Crystal: Incorrect overload selected for Array(Array(T)) vs Array(T)

Created on 29 Mar 2020 · 15Comments · Source: crystal-lang/crystal

def foo(a : Array(T)) forall T
  puts "one"
end

def foo(a)
  puts "two"
end

z = [5].as(Array(Array(Int32)) | Array(Int32))
foo(z)

Prints "two" but should print "one". I'm still not exactly sure why this happens.

bug topicsemantic

Source

asterite

Most helpful comment

The problem is that this is a bug where the problem is not the code. We need to define how we want it to work first.

Here's the code again:

class Gen(T)
end

def foo(a : Gen(T)) forall T
  puts "one"
end

def foo(a)
  puts "two"
end

z = Gen(Int32).new.as(Gen(Gen(Int32)) | Gen(Int32))

foo(z)

The type of z is a union of:

Gen(Gen(Int32))
Gen(Int32)

When the compiler tries to match that union type against Gen(T) it will do this:

Take the first type in the union: Gen(Gen(Int32)). It matches against Gen(T). T becomes Gen(Int32).
The the second type in the union: Gen(Int32). Try to match it against Gen(T). However, we said T is Gen(Int32). So it's matching against Gen(Gen(Int32)). No match.

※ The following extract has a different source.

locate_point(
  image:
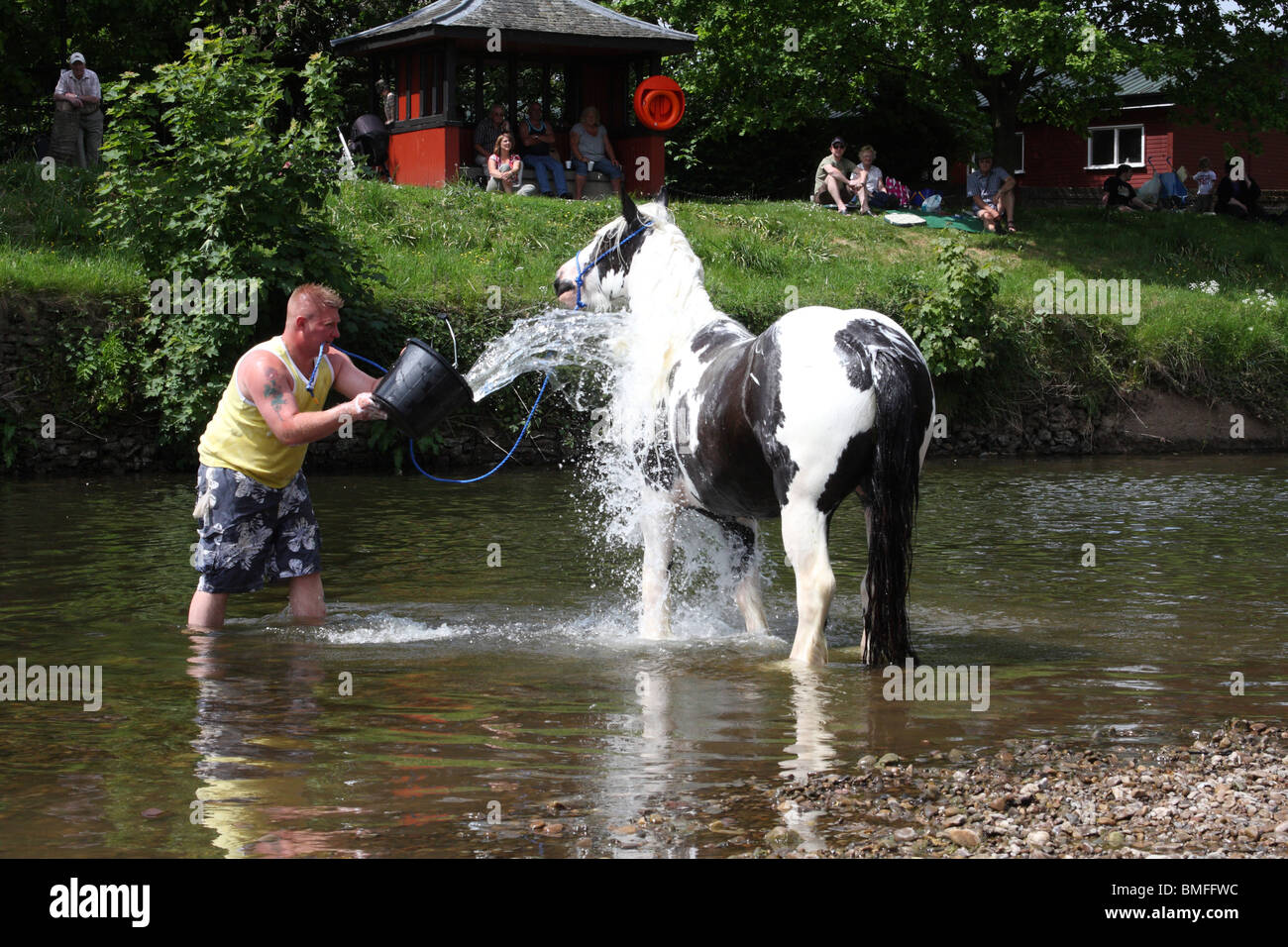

The only match is the first one, Gen(Gen(Int32)), where T is Gen(Int32).

Then the next overload is considered, and the entire union matches.

That's why we are seeing that behavior.

How it should work? Should T become the union of those types? But if T is Gen(Int32) | Int32 it would mean we had Gen(Gen(Int32) | Int32) in the first place, which is not the case.

We basically need to dispatch the union type to two different instantiations of the same overload. But the code never does that in any place of the compiler.

So this is a huge change, if we want to implement it.

Or... other ideas of how this should match?

asterite on 31 Mar 2020

👍3

All 15 comments

Without the dependency on Array:

class Gen(T)
end

def foo(a : Gen(T)) forall T
  puts "one"
end

def foo(a)
  puts "two"
end

z = Gen(Int32).new.as(Gen(Gen(Int32)) | Gen(Int32))

foo(z)

asterite on 29 Mar 2020

Not sure if it's relevant, but the bug appears inconsistent.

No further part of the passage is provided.